Am 3. März 1878 endete der Russisch-Osmanische Krieg (1877/78) mit dem Abschluss des Friedens von San Stefano, dessen Bedingungen die russische Regierung bestimmte. Im Ergebnis wurden die ehemaligen Provinzen des Osmanischen Reiches Serbien, Montenegro und Rumänien unabhängig. Das ebenfalls unabhängig gewordene Bulgarien sollte als Fürstentum unter Einschluss von Ostrumelien und Makedonien bis an die Ägäis ausgedehnt werden. Doch schon einige Monate später wurden diese Ergebnisse auf dem Berliner Kongress von den Großmächten wieder revidiert. Das bulgarische Staatsgebiet wurde, neben dem Becken von Sofia im Südwesten bis hin zum Rila-Gebirge, wieder auf das Gebiet zwischen der unteren Donau und dem Balkangebirge beschränkt.
In der folgenden Zeit war es erklärtes Ziel der bulgarischen Regierungen, die Gebiete zu erlangen, die Sofia seit der Konferenz von Konstantinopel von 1876/77 und dem Frieden von San Stefano zugesagt worden waren. 1885 erfolgte die Vereinigung[1] mit Ostrumelien, was zum Serbisch-Bulgarischen Krieg 1885/86 führte. Die Politik der Eingliederung der Gebiete führte zu verschiedenen Auseinandersetzungen mit den Nachbarländern, wie dem Balkankrieg von 1913. Weiter unterstützte Bulgarien mehrere Widerstandsorganisationen (IMORO, IMRO, ITRO, IDRO, IWRRO) der bulgarischen Minderheiten in den verlorenen Gebieten. Auch während des Ersten Weltkrieges (1914–1918) trat Bulgarien auf die Seite der Mittelmächte, da es von diesen die umstrittenen Gebiete zugesprochen bekam.
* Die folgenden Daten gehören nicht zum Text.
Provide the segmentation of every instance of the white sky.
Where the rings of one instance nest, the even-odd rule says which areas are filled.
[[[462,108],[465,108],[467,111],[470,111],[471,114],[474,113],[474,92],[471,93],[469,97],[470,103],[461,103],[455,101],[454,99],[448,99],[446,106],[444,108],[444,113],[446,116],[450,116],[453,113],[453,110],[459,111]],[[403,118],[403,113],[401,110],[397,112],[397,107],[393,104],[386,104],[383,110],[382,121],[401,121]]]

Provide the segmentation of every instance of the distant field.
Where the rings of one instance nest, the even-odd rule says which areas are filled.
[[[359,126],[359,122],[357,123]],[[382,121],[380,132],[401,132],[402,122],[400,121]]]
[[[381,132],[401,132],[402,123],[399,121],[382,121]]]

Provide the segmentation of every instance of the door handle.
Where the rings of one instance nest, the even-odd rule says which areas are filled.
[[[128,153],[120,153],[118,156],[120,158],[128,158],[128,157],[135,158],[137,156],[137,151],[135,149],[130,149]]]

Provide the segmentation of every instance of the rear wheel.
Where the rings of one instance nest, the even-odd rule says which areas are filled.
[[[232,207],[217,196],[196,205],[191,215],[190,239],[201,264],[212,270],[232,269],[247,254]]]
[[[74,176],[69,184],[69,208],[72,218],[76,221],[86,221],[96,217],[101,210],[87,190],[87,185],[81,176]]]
Nach dem Krieg 1919 befand sich die bulgarische Regierung in außenpolitischer Isolation, weil sie die Gebietsforderungen auch weiterhin gegenüber fast allen Nachbarländern vertrat. Durch den Beitritt Bulgariens zum Dreimächtepakt konnte die bulgarische Regierung 1941 im Krieg gegen Jugoslawien und Griechenland ihre Gebietsansprüche nochmals durchsetzen, aber nach der sowjetischen Besetzung des Landes 1944 und dessen politischer Neuordnung als Kommunistische Volksrepublik 1946 wurden auch diese Erweiterungen revidiert. Nach dem Sturz der Monarchie gab die sozialistische Regierung das Konzept eines Großbulgariens im Vertrag vom 10. Februar 1947 auf.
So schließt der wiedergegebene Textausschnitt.